I will look at it, but I imagine there could be some difficulty. To what body would the appeal go? It would really involve making an appeal to some body about the commercial judgment of the Minister for Industry and Commerce. I would say that it would be difficult, but I will have a look at it. I would not wish that there should be any undue restriction. We have in mind to ensure that no mine closes down because of the burden of taxation. If an appeal seems to be desirable, we would certainly be prepared to entertain it.

Does the Minister think that the Minister for Industry and Commerce would report to him in relation to a particular mine that it was likely to make £X in profit, and would the Minister for Finance then decide the level of exemption from tax?

It would have to be done by the Minister for Finance.

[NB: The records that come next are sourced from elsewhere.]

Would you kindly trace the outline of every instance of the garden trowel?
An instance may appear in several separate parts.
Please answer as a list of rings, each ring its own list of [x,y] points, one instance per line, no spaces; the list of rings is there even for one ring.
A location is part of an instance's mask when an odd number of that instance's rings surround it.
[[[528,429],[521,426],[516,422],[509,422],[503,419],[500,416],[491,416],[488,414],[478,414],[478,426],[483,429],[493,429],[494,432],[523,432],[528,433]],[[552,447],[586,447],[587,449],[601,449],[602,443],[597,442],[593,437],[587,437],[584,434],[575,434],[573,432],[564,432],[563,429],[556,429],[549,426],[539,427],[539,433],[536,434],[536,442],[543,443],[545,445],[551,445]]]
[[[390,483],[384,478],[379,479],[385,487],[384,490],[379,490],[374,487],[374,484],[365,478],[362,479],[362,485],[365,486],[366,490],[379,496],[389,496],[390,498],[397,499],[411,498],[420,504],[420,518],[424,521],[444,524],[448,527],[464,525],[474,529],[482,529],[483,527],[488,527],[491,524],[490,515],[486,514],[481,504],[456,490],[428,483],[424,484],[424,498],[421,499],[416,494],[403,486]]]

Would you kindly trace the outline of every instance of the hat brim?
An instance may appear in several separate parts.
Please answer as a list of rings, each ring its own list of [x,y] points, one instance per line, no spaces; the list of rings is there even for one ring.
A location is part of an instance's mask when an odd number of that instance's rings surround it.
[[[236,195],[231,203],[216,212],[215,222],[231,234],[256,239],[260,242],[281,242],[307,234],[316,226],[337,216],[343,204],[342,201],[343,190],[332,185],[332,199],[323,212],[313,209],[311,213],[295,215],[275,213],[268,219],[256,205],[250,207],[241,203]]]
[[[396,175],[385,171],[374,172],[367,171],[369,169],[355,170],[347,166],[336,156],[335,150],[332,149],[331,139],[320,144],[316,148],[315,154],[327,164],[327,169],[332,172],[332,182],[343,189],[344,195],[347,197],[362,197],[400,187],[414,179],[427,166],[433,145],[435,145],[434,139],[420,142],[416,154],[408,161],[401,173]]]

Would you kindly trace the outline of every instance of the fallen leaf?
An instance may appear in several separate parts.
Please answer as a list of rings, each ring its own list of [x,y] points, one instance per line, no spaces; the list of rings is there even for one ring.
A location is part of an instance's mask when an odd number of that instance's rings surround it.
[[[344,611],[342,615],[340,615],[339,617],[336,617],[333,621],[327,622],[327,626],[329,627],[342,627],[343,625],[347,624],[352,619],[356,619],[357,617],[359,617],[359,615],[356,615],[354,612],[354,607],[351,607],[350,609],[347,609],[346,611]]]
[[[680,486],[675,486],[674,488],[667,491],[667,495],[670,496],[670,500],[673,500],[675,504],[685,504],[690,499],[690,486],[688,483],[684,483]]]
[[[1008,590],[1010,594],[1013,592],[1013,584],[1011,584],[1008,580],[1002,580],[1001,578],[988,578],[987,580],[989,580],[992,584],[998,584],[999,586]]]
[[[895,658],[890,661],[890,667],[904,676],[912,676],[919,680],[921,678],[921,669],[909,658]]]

The facts of the situation would be researched by the Minister for Industry and Commerce, but the Minister for Finance would make the ultimate decision.

I would suggest to the Minister that he should have a close look at this section.

I will. I share with Deputy Colley the desire that this should be operated in a generous rather than a restrictive way.

Deputy Colley suggested that guidelines should be set out somewhere. In the course of our discussions with the mining interests this matter was raised but the consensus appeared to be that it was better to leave it open rather than set out guidelines. As has happened so often in the past, guidelines in legislation can frequently become constraints in the future. There might be factors in the future which we would not think of in legislation now. Even the use of a phrase such as "without prejudice to the generality of powers" would probably not be adequate. The matter is open for any mining interest to make their own case. The Minister for Industry and Commerce and the Minister for Finance can make an assessment accordingly.

Question put and agreed to.
Committee Stage ordered for Wednesday, 15th May, 1974.